Now, you can order your Skully

The Skully saga caught more attention than all other smart helmets put together, in good ways and bad.

Last December, we told you about the Skully “smart helmet.” Now you can pre-order one, for next season.

The Skully helmet offers GPS, heads-up display technology, a rear-view camera, Bluetooth integration to your smartphone and other gadgets – read more here. It’s been undergoing testing for months now, and yesterday the company offered their first models for sale on Indiegogo.

The cheapest helmet costs $1,400 for pre-orders in the US, $1,600 for international orders. Order one now, and you get an estimated delivery date of May 2015. There are package deals if you want to buy two helmets, and if you feel especially financially fit, you can drop $25,000 for a prototype and a production helmet.

Skully was hoping to raise $250,000 on Indiegogo by Sept 9. As of this morning, they had already raised over $800,000, so it looks like their project ought to be a financial success.

Check out the video below to see hipsters and CEOs and other motorcycle experts talk about the Skully.


  1. It has never struck me as a particular nuisance to “look behind” or do a lane check as I ride. Nor have I EVER thought to myself, “Jeez I’d really like to answer my phone/make a call/read a text.” as I ride my motorcycle. Also the little display looks as if it intrudes into the field of vision a bit.
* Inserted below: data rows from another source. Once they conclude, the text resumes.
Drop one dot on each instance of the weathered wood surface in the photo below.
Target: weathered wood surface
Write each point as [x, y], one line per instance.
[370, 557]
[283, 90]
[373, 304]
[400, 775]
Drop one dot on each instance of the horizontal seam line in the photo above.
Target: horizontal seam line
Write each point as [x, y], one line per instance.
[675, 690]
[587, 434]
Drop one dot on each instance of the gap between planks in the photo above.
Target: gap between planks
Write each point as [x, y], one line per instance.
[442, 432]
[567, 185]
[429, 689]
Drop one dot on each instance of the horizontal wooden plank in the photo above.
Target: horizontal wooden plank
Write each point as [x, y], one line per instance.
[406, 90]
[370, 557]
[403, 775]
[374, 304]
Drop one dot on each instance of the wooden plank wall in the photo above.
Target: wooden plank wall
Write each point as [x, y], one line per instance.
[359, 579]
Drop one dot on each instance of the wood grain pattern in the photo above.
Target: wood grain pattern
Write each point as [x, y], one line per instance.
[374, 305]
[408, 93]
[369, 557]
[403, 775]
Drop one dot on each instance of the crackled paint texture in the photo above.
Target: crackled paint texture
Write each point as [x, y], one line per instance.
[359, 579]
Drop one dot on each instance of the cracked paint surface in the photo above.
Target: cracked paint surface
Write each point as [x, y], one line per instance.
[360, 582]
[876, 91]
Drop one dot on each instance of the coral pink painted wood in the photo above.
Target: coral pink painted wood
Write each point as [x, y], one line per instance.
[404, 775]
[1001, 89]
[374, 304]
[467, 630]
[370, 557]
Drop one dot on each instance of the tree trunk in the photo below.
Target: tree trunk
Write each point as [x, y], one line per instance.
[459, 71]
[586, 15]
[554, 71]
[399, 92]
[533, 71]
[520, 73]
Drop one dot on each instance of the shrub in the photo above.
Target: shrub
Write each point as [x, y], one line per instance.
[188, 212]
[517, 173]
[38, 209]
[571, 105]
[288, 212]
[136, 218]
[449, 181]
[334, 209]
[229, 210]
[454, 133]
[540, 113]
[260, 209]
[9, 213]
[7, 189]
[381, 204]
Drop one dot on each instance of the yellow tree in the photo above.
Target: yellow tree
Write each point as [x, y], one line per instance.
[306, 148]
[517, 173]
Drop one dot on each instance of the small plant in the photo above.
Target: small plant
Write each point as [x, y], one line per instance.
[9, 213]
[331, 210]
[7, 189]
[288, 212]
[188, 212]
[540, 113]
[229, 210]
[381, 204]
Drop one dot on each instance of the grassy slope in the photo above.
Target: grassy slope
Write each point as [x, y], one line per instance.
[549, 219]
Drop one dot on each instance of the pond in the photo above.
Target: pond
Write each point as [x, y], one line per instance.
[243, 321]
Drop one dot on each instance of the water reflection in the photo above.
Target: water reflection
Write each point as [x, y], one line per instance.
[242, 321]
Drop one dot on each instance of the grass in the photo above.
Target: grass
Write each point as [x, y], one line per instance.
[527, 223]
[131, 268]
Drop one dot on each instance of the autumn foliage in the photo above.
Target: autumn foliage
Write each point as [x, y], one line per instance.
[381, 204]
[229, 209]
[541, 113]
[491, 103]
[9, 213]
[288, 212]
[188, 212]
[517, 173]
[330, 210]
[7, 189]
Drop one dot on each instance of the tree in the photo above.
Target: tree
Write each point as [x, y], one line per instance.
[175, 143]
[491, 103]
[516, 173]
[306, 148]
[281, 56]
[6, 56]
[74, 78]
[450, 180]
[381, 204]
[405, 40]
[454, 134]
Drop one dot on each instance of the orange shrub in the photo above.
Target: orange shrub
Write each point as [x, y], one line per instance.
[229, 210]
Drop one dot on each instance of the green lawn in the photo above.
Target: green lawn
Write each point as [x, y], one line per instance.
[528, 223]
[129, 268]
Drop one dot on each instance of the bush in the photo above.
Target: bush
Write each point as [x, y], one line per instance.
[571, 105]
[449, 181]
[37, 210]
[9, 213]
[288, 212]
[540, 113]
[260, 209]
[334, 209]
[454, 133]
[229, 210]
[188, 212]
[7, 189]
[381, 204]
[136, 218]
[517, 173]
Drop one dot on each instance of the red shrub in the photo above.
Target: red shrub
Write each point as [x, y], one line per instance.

Honestly there wasn’t one person on that video that made me think, “Oh if he/she likes it I better check it out.” Having said that I’m sure it will be the next required Starbucks table ornament with a particular demographic.

    • I’m with you on the lane checks. However, I could see the helmet benefiting someone who’s suffering from a neck injury or something.

      I do think the ability to interface with a phone can be pretty useful, at times.

      I think this helmet’s greatest downfall will be that once the visor gets a bit scratched up, I suspect it will be mucho expensive to replace. As someone who takes care of his visors and still needs to replace them regularly, I think the expense will get to riders.

  2. Seems a tad rich for a helmet you won’t get to try on, until yours is sent out. Not being able to make sure the helmet that you bought fits doesn’t seem to be the safest option. Hopefully they’ll have a rather generous exchange programme.

    • That was one of my first thoughts. There’s all sorts of ballyhoo about how safe this helmet is, but all from people who have tried it on. Now, if they combined this with Bell’s new custom fit program, the expense might seem a little more justified.